The ships caught fire, and burned spectacularly.  It was early morning -- people were going to work, kids were going to school.  Half of Halifax ran down to the waterfront to gape at the spectacle.  The two burning ships drifted slowly towards the Halifax shore. And then the munitions ship exploded.
It was as if an earthquake had hit the city.  The shock wave knocked down row upon row of the little wooden houses that lined the shore and fires from stoves and fireplaces swept through the wreckage.  It was total, utter disaster.  The desperate city officials sent out a plea for help and one of the first respondents was the city of Boston, which sent a trainload of supplies and personnel, includig doctors and nurses.  And every Christmas -- to this day -- the city of Halifax presents Boston with a huge Christmas tree, a token of the city's gratitude and appreciation.
By the time we've worked our way through the series of rooms documenting the explosion and its aftermath -- including recorded accounts from the survivors -- it's time for lunch.  We find a waterfront restaurant -- Murphy's -- and I decide I've had enough lobster, so I order a Fisherman's Platter.  It is the best Fisherman's Platter I have ever eaten anywhere, ever in my whole life.  Fish doesn't turn Xingxing on, but he enjoys the bread and butter.
Now, it's time for our tour to Peggy's Cove.



Sunday, August 4, 2013

The King George Hotel in Halifax is Super Dog-Friendly

The description of a hotel as "dog friendly" can mean anything from "dogs allowed" to "dogs welcome".  Many hotels and motels that say they're "dog friendly" will put you in a room where the frayed carpets stink of tobacco.  That's not exactly what I call friendly.
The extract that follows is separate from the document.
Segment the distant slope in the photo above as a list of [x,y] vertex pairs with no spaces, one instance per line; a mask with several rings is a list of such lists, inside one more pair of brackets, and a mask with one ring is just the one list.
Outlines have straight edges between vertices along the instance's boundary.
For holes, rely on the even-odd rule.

And if you arrive at some places without reservations, you're likely to be told that the rooms "where dogs are permitted" are already taken.
At the King George Hotel in Halifax, Nova Scotia, dogs are definitely welcome.  When you check in, you are presented with a "goody bag" that contains a brace of dog dishes (one for food, one for water) a fluffy flannel blanket, dog treats and poop bags tied up with a gold ribbon.  There's also a sign you can personalize with your dog's name and hang on the door of your room if you have to go out and leave your dog behind.  (Most places won't even allow you to leave your dog in the room)
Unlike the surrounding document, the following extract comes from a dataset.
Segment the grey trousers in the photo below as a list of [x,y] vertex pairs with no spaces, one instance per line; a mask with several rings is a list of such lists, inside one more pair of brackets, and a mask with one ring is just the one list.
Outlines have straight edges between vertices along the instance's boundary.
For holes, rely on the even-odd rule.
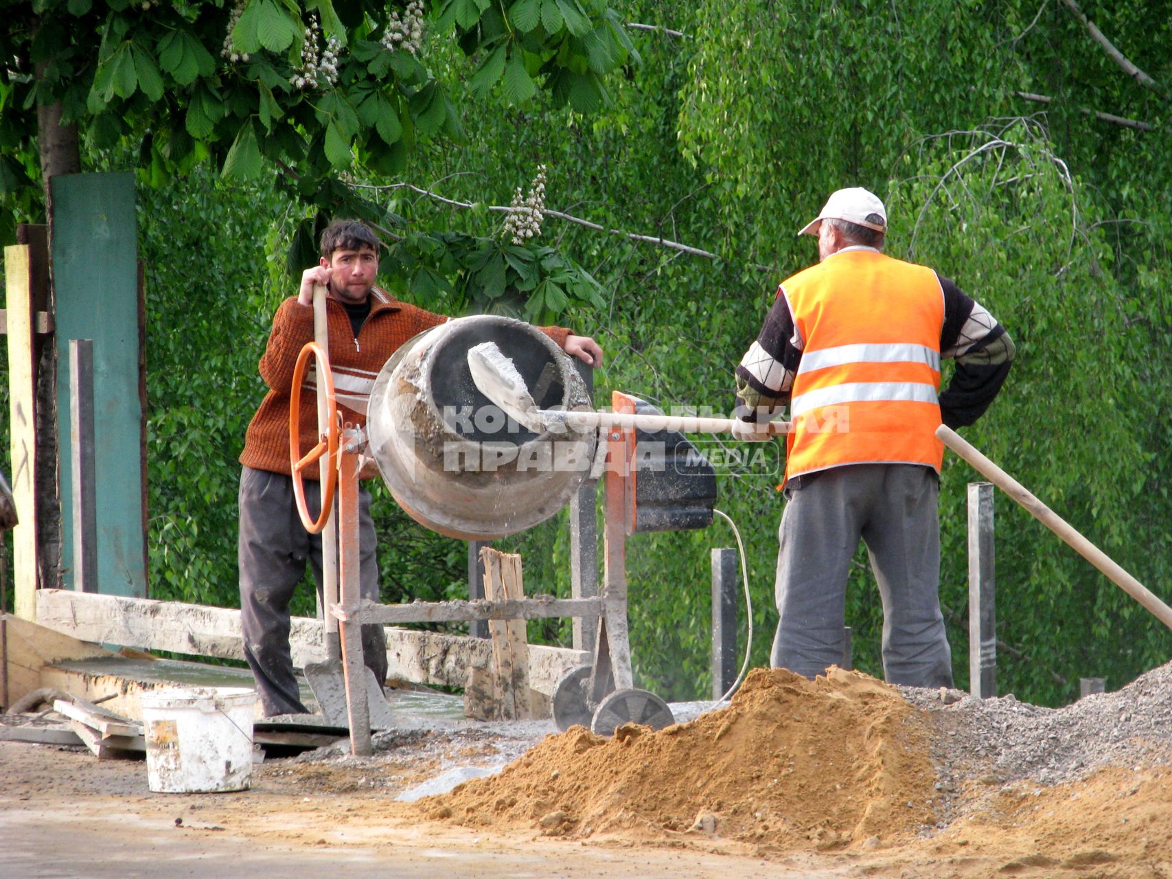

But what's really special are the travel tips that focus on natural remedies.  Is your dog stressed out from travel?  Try a pinch of ground valerian root mixed in with food.  Or soak a doggie treat in chamomile tea.There are suggestions for the kinds of minor ailments that might occur during a trip, as well.  Yellow dock treatment kills ear mites.  And echinacea tea is good for minor cuts on a paw.  Urinary tract problems can be warded off with dandelion root. (I never knew that) Sprinkle several drops of the tincture or a teaspoon of ground root on your dog's food several times a week.  And you can boost your dog's immune system with a pinch of antioxidant herbs, which include oregano, dill, thyme, peppermint, sage, lemon balm and cinnamon.
Xingxing loves cinnamon.  I use it at home, to control ants.  If you sprinkle a bit of cinnamon where you see ants, the ants disappear -- unless your dog gets to the cinnamon first!  But I never knew it was an antioxidant.  Did you?